The day before I tried to find out if somebody ever had implemented something to prevent vdr to trash the file system buffers. I did this because I hate to wait 20 seconds for vdr to re-read my recordings list. So I read about the usage of O_DIRECT and the trouble with it. While googling about O_DIRECT I found the function posix_fadvise - which I had never heard about before - can help to do something similar without to have such an impact on the current programming scheme.
Using this function I wrote a little patch for vdr 1.3.30 - if you are interested have a look here:
http://vdr.unetz.com/download/patches/vdr-avoidTrashing-0.2.0-plain-1.3.30.d...
The same patch against enAIO-2.5-rm-a:
http://vdr.unetz.com/download/patches/vdr-avoidTrashing-0.2.0.diff.gz
For sure the whole thing only makes sense when all programs dealing with video streams on a vdr do the same.
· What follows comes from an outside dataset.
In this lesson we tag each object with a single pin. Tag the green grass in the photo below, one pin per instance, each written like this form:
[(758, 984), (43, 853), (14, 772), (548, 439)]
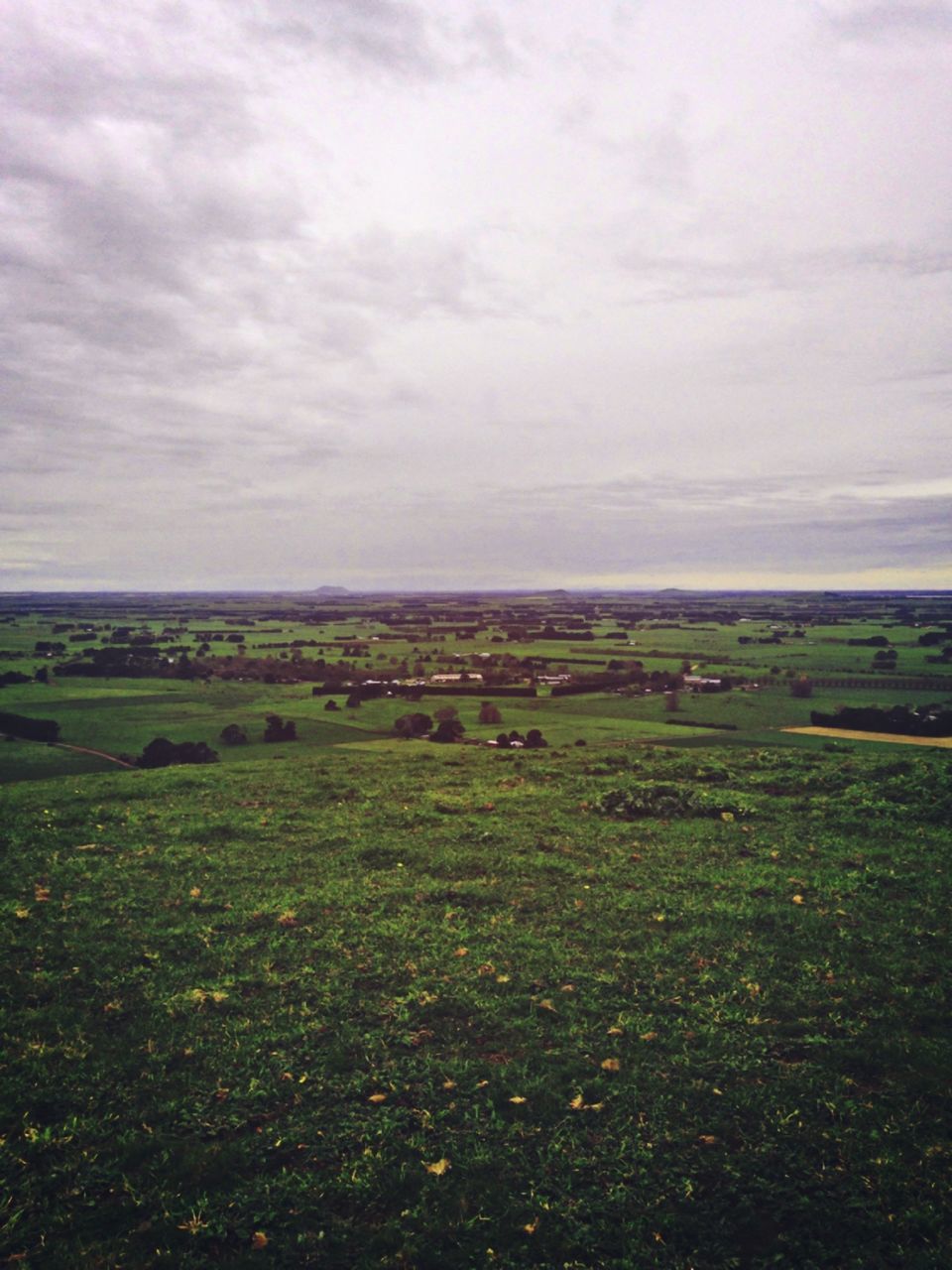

So I did some first steps patching noad. I'm not finished with it - there seems to be a read() I missed. Anyway - the preliminary patch for noad 0.6.0 can be found here:
http://vdr.unetz.com/download/patches/noad-avoidTrashing-0.0.1.diff.gz
Further candidates for posix_fadvise are mkisofs and the burn-plugin.
Regards Ralf Müller
Ralf Müller rmvdr@bj-ig.de wrote:
For sure the whole thing only makes sense when all programs dealing with video streams on a vdr do the same. So I did some first steps patching noad.
very interesting. i would suggest, that vdr should wrap all relevant calls into its own APIs and make it public to plugins. additionally you could write defines for (f)open, read(), write(), ... and redirect them to your replacements, so at least plugins that deal with reading from harddisk by themselfs, would benefit instantly.
On Montag 22 August 2005 20:43, Clemens Kirchgatterer wrote:
Ralf Müller rmvdr@bj-ig.de wrote:
For sure the whole thing only makes sense when all programs dealing with video streams on a vdr do the same. So I did some first steps patching noad.
very interesting. i would suggest, that vdr should wrap all relevant calls into its own APIs and make it public to plugins.
Yes - it would be interesting to have that functionality in core vdr.
additionally you could write defines for (f)open, read(), write(), ... and redirect them to your replacements, so at least plugins that deal with reading from harddisk by themselfs, would benefit instantly.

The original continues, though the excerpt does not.